Midway through the smoothly impressive ballad A Big Balloon, the realisation dawns on you that there is quite literally no avenue of investigation that has been left unpoked by Brit pomp rock Godz Cats In Space on new album Kickstart The Sun in their bid to bring you music that is, to paraphrase the mighty John Parr, the best an ear can get; How else, you realise, would such a sublime song exist were it not for the skill of our heroes to bring together fabulous moments in rock and pop history in one easy-to-digest package. The song in question somehow fuses the chorus melody of Backstreet Boys‘ I Want It That Way to something off of Renaissance‘s 1978 folk-prog odyssey A Song For All Seasons; However such is the skill of this band that the resultant mashup sounds like neither, but is better than both. And that’s a rare skill indeed to possess.
It’s employed again on the potential feel good hit of the summer Last Dance Saloon, wherein memories of The Beach Boys and ELO duke it out in quest for nostalgia-soaked supremacy, but it would be wrong to write off the Cats as mere memory-mining chancers. They do evoke happy memories of better times throughout Kickstart The Sun‘s mammoth fifteen-song run time, sure, but it’s always done on the band’s terms and, in this collection of tracks, it’s done once again to underline just how much this band has come to deserve to be regarded at the same level as those bands they quote throughout the album. In 2022, they are the undisputed kings of British classic rock.
The three set-piece tracks that form the guts of the album – King of Stars, Bootleg Bandoleros and the title track all prove this assessment, seeing the band once more raising their own particular bar to heights they and those of us who were around at the beginning of this journey could scarcely have dreamed of; Key to this is the spellbinding, goosebump-inducing vocal performance of Damian Edwards who, despite only being with the band for the last couple of albums sings with an authority and command that suggests he has been doing this for a long, long time… his bravura performance on the piano-led ballad 1,000,000 Miles leads the listener to the conclusion that he may well have been born to sing the songs of CIS head honcho Greg Hart, such is the pair’s effortless synchronicity.

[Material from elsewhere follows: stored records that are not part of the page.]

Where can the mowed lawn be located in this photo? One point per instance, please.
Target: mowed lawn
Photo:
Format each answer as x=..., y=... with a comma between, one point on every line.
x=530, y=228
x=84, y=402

Talking of Hart, he and guitar partner Dean Howard pile on the axe pressure whenever called upon – a more versatile six string pairing you’d be hard-pressed to find – whilst Andy Stewart colours and augments with a bewildering range of keyboard colours and hues; his work on first single Poke The Witch is a particular highlight.

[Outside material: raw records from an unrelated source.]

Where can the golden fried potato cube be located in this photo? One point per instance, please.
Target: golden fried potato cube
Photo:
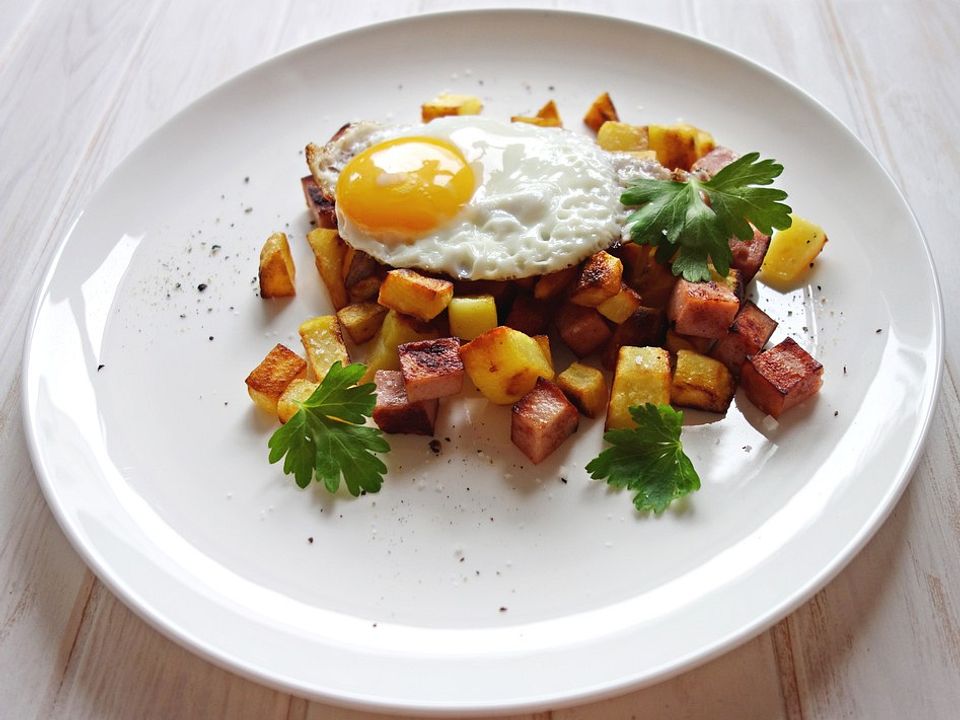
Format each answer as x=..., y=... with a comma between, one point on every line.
x=277, y=273
x=680, y=145
x=396, y=330
x=642, y=376
x=622, y=137
x=701, y=382
x=297, y=392
x=585, y=387
x=618, y=308
x=329, y=251
x=271, y=377
x=504, y=364
x=411, y=293
x=601, y=111
x=450, y=104
x=472, y=316
x=792, y=252
x=322, y=339
x=361, y=320
x=599, y=280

Drummer Steevi Bacon and bassist Jeff Brown keep the engine room humming, and their solid work gives the more intricate tunes a firm base from which to fly, whilst giving the power pop of tracks like Teenage Millionaires and this writer’s particular fave, Smoke and Mirrors, the requisite amount of rhythmic heft required to really punch the music home.
Remarkably for a fifteen track album, there is little or no material on Kickstart the Sun that could be dismissed as filler; from it’s opening Uriah Heep-styled backing vocals to it’s gong-assisted guitar freakout at the end, this is an album of one hundred per cent prime musical muscle, and should be celebrated as such. As the old guard continues to whither on the vine in a weakening farrago of studio-enhanced live performance and general timid acceptance of advancing years, Cats In Space stand as a beacon for proper, all guns blazing rock and roll. That’s why we love them, and why you’ll love this big beast of an album when you get the chance to hear it.
Kickstart The Sun releases on July 29th.